- Location: Montoro
- Coordinates: 38°4′50″N 4°13′50″W﻿ / ﻿38.08056°N 4.23056°W
- Type: reservoir
- Primary inflows: Yeguas River
- Basin countries: Spain
- Built: 1989

= Yeguas Reservoir =

Yeguas Reservoir is a reservoir in Montoro, province of Córdoba, Andalusia, Spain. The construction of the dam was finished in 1989.

The Yegaus reservoir is located in the Yeguas riverbed, which lies in the Andalusian municipalities of Montoro and Marmolejo that come under the province of Cordoba and Jaen. The Yeguas Reservoir is around 16 km from Montoro, 10 km from Marmolejo and 13 km from the town of Villa del Rio.

== Facts ==
The basin of the Yeguas reservoir has an area of 800,8 km2 and experiences an average rainfall of 670 mm.

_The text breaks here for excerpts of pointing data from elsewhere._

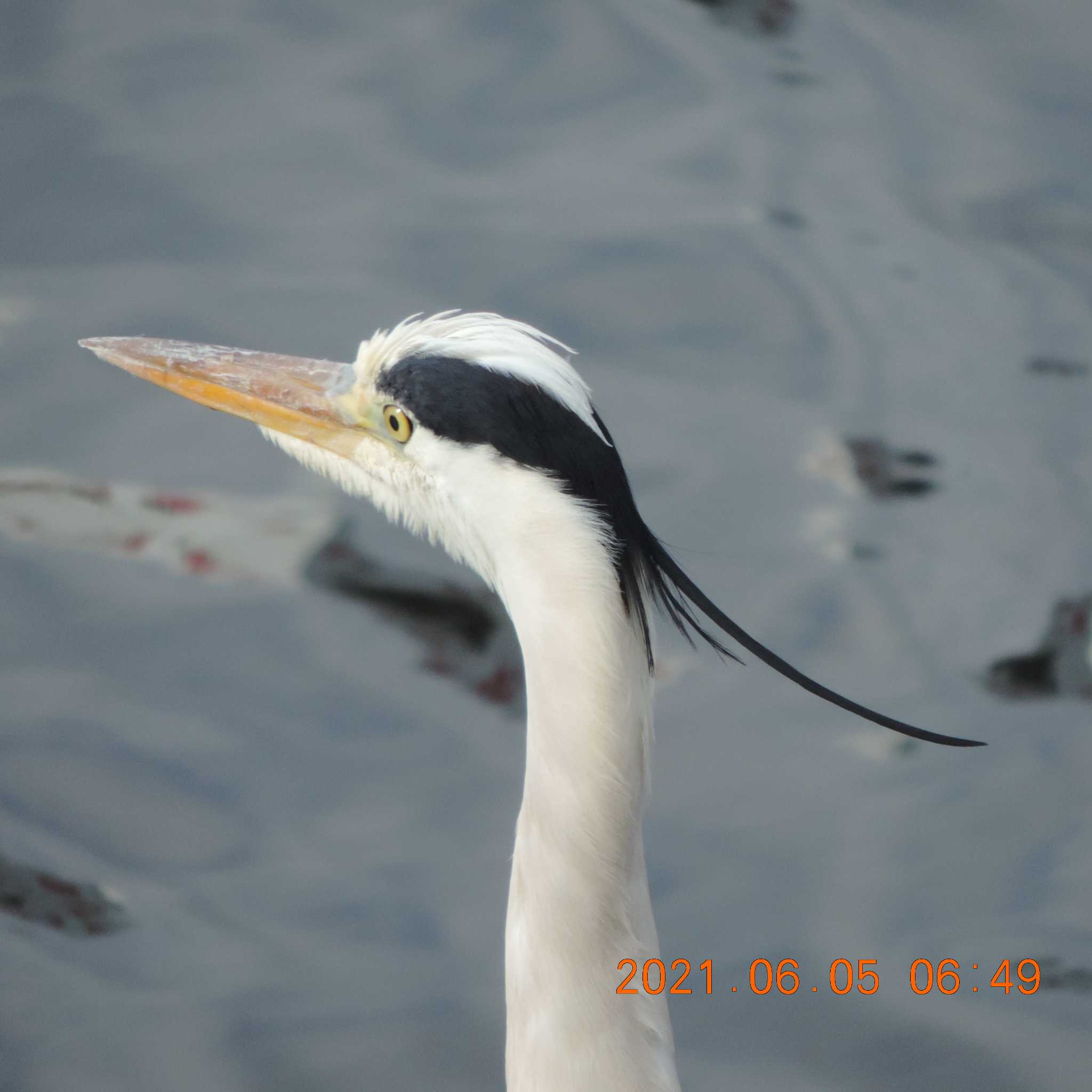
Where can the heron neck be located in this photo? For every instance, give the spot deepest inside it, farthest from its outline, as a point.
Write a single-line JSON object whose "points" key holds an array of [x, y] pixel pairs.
{"points": [[579, 897]]}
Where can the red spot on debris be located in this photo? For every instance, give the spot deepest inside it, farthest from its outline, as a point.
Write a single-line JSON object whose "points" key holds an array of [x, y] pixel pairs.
{"points": [[199, 561], [57, 886], [173, 503], [501, 687]]}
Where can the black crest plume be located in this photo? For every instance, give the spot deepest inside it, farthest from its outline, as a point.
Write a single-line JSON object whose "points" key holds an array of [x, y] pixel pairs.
{"points": [[470, 404]]}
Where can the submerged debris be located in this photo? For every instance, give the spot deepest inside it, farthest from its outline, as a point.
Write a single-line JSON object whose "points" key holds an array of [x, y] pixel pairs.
{"points": [[79, 909], [1061, 665]]}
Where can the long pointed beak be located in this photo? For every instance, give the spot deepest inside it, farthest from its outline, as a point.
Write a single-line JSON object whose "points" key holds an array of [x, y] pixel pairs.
{"points": [[302, 398]]}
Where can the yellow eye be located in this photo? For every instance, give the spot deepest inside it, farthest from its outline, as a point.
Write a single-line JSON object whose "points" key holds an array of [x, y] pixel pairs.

The Yeguas reservoir has a capacity of 228,7 hm3 and was built with loose materials and a clay core. It is a curved plant and gravity dam with a height above bed of 82, 50m and a crest length of 678,317 m.

Due to the construction of the Yeguas dam, five homes were flooded and a nearby country road was also affected.

== Purpose ==
The Yeguas reservoir was built for a variety of reasons including irrigation, power, improved water supply, ecological flow and last but not least for the purpose of fishing.